解説シリーズ


在外子会社の会計処理の統一:第4回(2008.12.24)

新日本ナレッジインスティテュート
新日本有限責任監査法人 公認会計士 若林恒行

9.「対応報告18号」の適用時期を迎えて

(1)新しい「当面の取扱い」の採用の留意点

従前から在外子会社においては現地国基準を採用しており、在外子会社の会計処理の原則および手続きをIFRSに直接変更する方法を採用する場合

(ア) IFRS初度適用
 

在外子会社が作成する財務諸表を現地国基準からIFRSに直接変更した場合には、「対応報告18号」の適用事業年度以降において、現地国基準の財務諸表ではなく、IFRSの財務諸表のみを作成することとなります。

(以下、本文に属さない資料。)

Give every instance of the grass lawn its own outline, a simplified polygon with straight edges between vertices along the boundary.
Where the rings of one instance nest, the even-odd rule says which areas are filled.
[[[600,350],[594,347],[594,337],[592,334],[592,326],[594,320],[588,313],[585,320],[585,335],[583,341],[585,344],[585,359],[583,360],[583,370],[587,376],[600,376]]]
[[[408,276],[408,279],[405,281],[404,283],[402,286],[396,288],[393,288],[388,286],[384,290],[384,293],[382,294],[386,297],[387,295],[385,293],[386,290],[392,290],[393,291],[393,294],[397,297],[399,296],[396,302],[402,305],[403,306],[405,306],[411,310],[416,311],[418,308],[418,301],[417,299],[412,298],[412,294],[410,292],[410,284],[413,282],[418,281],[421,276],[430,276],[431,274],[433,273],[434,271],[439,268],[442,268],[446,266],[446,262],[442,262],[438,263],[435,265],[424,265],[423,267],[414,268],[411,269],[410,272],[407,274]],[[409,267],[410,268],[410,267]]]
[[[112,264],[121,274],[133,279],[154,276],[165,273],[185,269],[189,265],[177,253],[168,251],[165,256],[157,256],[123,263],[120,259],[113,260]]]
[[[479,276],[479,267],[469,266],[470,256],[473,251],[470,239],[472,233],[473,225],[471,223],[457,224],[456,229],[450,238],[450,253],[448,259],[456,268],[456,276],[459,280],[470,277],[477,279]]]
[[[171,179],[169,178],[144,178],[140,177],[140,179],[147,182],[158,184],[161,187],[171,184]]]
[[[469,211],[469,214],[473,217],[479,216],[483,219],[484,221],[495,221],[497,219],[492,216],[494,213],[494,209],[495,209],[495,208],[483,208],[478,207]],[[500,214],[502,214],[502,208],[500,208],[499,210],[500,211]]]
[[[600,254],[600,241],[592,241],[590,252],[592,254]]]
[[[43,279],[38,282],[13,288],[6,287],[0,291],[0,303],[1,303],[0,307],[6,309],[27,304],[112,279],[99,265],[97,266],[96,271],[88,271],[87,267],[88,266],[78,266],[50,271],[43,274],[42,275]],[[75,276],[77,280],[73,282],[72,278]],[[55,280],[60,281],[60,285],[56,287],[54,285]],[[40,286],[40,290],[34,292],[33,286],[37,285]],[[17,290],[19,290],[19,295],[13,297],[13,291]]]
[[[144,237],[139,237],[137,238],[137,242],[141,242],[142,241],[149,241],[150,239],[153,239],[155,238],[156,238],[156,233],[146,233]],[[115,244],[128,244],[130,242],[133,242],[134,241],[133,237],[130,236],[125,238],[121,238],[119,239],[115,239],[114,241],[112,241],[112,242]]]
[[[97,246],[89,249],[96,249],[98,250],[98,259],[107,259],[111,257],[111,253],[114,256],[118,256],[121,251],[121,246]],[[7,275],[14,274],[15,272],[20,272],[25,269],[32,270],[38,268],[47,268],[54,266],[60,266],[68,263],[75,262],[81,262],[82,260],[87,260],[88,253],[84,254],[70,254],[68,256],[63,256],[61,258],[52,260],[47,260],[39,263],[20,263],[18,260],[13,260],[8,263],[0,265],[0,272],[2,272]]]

IFRS初度適用となるので、開始貸借対照表日における現地国基準による財務諸表に、IFRSへの遡及修正を行うほか、IFRS第1号の適用を検討することとなります。

(イ) IFRSに準拠した財務諸表
 

「対応報告18号」の適用事業年度から、在外子会社においてIFRSに準拠した財務諸表を作成します。この場合には、現地国スタッフへのIFRSの周知徹底が前提となります。連結担当部署では、各在外子会社の財務諸表が、IFRS初度適用も含めて、IFRSに準拠しているかについて確認する必要がありますが、現地国の会計事務所のレビューを受けるなどの方法を採用することにより、連結担当部署の負担を軽減することが可能になると思われます。

(ウ) 列挙された6項目について
 

在外子会社の財務諸表がIFRSに準拠して作成されていることが確認された後、「対応報告18号」で、修正を要請される6項目の有無と、該当した場合の組替修正手続が妥当であるか確認します。

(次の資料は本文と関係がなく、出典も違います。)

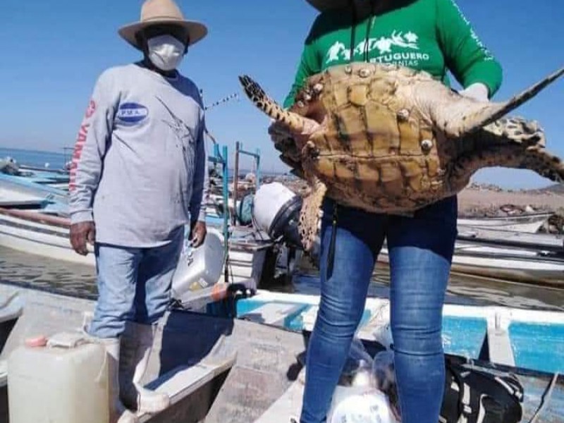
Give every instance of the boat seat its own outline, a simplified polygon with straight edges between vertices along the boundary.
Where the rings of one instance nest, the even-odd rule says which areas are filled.
[[[0,360],[0,388],[8,385],[8,362]]]

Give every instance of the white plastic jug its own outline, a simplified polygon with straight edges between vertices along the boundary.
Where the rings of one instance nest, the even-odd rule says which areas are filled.
[[[107,423],[106,357],[103,345],[74,333],[15,349],[8,361],[10,423]]]
[[[364,386],[338,386],[328,423],[396,423],[387,397]]]

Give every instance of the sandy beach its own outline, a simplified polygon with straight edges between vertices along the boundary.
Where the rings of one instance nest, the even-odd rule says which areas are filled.
[[[300,179],[278,179],[295,192],[307,191]],[[264,180],[269,182],[269,180]],[[470,184],[458,195],[459,215],[465,217],[506,216],[535,212],[553,212],[564,216],[564,190],[504,190],[493,185]]]

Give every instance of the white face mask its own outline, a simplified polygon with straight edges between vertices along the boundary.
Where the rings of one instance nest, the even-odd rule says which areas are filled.
[[[147,40],[149,59],[163,70],[178,68],[184,56],[184,44],[172,35],[159,35]]]

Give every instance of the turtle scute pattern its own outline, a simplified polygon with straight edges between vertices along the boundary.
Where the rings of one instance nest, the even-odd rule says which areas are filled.
[[[380,63],[329,68],[306,80],[283,110],[247,76],[255,105],[305,136],[275,147],[312,187],[300,223],[306,250],[324,195],[368,212],[412,214],[462,190],[477,170],[528,168],[557,182],[564,165],[533,121],[505,117],[564,68],[503,103],[463,97],[420,70]]]

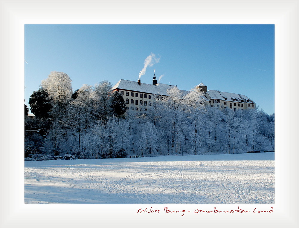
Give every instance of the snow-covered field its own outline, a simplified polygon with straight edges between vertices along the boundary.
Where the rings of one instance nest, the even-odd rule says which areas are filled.
[[[25,162],[25,202],[273,203],[274,154]]]

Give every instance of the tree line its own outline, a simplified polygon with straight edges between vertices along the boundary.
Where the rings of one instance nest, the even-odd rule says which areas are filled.
[[[112,92],[108,81],[74,92],[71,82],[66,74],[52,72],[30,96],[35,117],[25,118],[25,157],[115,158],[129,153],[233,154],[274,148],[274,114],[208,107],[196,88],[185,96],[176,87],[169,89],[162,100],[152,95],[151,106],[136,111],[126,110],[122,96]],[[25,106],[25,115],[28,111]]]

在外子会社の財務諸表を現地国基準で作成してから、IFRSを適用した財務諸表に連結決算手続において修正する方法

(ア) IFRS初度適用
 

①の場合と同様に、IFRS初度適用となるので、開始貸借対照表日における現地国基準による財務諸表に、IFRSへの遡及修正を行うほか、IFRS第1号の適用を検討することとなります。遡及修正に係る仕訳は、直接財務諸表を修正するということはせず、連結修正仕訳として処理します。

(イ) IFRSに準拠した財務諸表
 

毎事業年度末の現地国基準の財務諸表に、IFRS初度適用時点からの現地国基準とIFRSの相違にかかる修正仕訳を加えることにより、IFRSに準拠した連結のための財務諸表を作成します。現地国基準からIFRSへの差異修正については、在外子会社で管理する方法と、本国の連結担当部署で管理する方法の2通りが考えられます。

(i) 在外子会社で管理する方法
 

在外子会社で管理する場合には、①の直接変更する場合と同じく、現地国スタッフへのIFRS初度適用の周知徹底が前提となります。また、この場合も、連結担当部署では、各在外子会社の財務諸表が、IFRS初度適用も含めて、IFRSに準拠しているかについて確認する必要があります。また、この連結のための財務諸表につき、現地国の会計事務所のレビューを受けるなどの方法を採用することが可能です。

(ii) 連結担当部署で管理する方法
 

現地国基準からIFRSへの差異修正を本国の連結担当部署で管理する場合には、各国在外子会社の現地国基準とIFRSとの差異について一括して管理することになります。連結グループの規模にもよると思いますが、連結担当部署に「対応報告18号」対応専門の組織を設けることを検討する必要があります。

具体的な、組替修正項目は多数にわたると思われますが、基礎となるのは、現地国基準とIFRSとの相違に対する理解であり、チェックリスト等を作成して使用するのが望ましいと思われます。

(ウ) 列挙された6項目について
 

①と同様に、在外子会社の財務諸表がIFRSに準拠して作成されていることを確認したのち、「対応報告18号」で、修正を要請される6項目への該当の有無と、該当した場合の組替修正手続が妥当であるか確認します。

(2)内部統制との関係について

平成20年4月1日開始の事業年度からは、内部統制報告制度も始まります。内部統制報告制度においては、財務諸表を直接作成するための業務プロセスである財務報告プロセスに関しても、内部統制の整備・運用状況の評価を要請しています。よって、連結財務諸表作成プロセスの一部分である在外子会社の財務諸表作成プロセスについても、在外子会社の重要性に応じて、内部統制の整備・運用状況の評価の対象となります。このため、現地国基準からIFRSへの組替修正、「対応報告18号」において、修正が要請される6項目などについても、文章化などの対応が必要となります。